Mam taką teorię, że nowa gąbka do aktualnie produkowanych padów L jest zupełnie inna od tej z początków produkcji, stąd to nieakceptowalne brzmienie.

Alucard

  • 2543 / 3595
  • Ekspert
22-01-2019, 19:16
Walki ciąg dalszy widzę :) A u mnie PS500e własnie się rozgrzewają do czerwoności. Chyba najlepszy słuchawkowy zakup w zyciu :) Chciałbym teraz posłuchać u siebie w torze HD800, ciekawe by to mogło być.
Największy słuchawkowy GURU w Polsce.

-Pawel-

  • 4724 / 5492
  • Ekspert
22-01-2019, 19:38
Gratulacje! Dla mnie właśnie seria PS była dużo fajniejsza od GS z uwagi na większą liniowość i naturalną gęstość. Ostatecznie powróciłem do RS z powodu tej żywej średnicy, gdzie PS były bardziej "mechaniczne", no i w sumie to nie przepadam za jumbo padami ;-)

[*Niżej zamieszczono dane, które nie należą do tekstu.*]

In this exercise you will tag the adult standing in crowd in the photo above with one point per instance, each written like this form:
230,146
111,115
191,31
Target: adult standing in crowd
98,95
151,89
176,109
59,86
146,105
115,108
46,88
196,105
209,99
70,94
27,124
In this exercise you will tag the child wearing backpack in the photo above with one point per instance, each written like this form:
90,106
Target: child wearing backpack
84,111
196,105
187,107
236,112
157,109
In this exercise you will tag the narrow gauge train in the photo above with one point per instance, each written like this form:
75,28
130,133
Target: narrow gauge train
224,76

Poza tym wygrzewanie w serii PS to bajka, można słuchać i wygrzewać, w trakcie mało marudzą.

Alucard

  • 2543 / 3595
  • Ekspert
22-01-2019, 20:15
Dzięki :) Właśnie to mnie cieszy, one nie stawiają tu wymagań za bardzo. Trochę to śmieszne ale z tą swoją neutralnością i rozciągnięciem sfery sopranowej przypominają mi trochę Utopie. Oczywiście nie ten poziom ale taka namiastka. Taki "ol raunder" niższej klasy :)

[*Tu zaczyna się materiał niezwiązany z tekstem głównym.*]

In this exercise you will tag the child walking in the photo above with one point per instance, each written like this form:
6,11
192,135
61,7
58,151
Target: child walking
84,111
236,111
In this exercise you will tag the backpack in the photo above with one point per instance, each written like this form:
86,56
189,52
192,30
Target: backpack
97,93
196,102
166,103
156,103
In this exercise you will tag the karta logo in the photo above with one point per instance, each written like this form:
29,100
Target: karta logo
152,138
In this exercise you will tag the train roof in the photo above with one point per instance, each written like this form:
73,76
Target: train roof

Michał (pastwa) mi pisał że wolał GSy jednak ja wole serię PRO. Ciężkie jak trzeba, wygar jak trzeba, różnicują dostatecznie, talerze w perkusji trochę blachy za mało mają ale rozciągają sopran w sumie dobrze, holografia  jednak lepsza od drewniaków.  PS2000e albo Utopie ewentualnie Meze, D8000, Pionery, to będą moje puszki :) Najlepiej Utopie, D8000 i Ps2000 ;)
Największy słuchawkowy GURU w Polsce.

-Pawel-

  • 4724 / 5492
  • Ekspert
22-01-2019, 20:34
Kilkanaście godzin na dobrym prądzie (nie głośno) i zaraz się przełamują. W drugim tygodniu słuchasz już normalnie bez żadnych ceregieli jak w drewniakach ;-) Podejrzewam, że konstrukcja kawałka drewna upchniętego w aluminiowy kubek robi tą robotę, szybciej wytłumiają wszelkie drgania dzięki czemu driver sztywno siedzi w swojej obudowie.

Alucard

  • 2543 / 3595
  • Ekspert
30-01-2019, 19:49
Pojawiło się parę par uzywanych RS1 na sprzedaż na ebay. Co myślicie?
Największy słuchawkowy GURU w Polsce.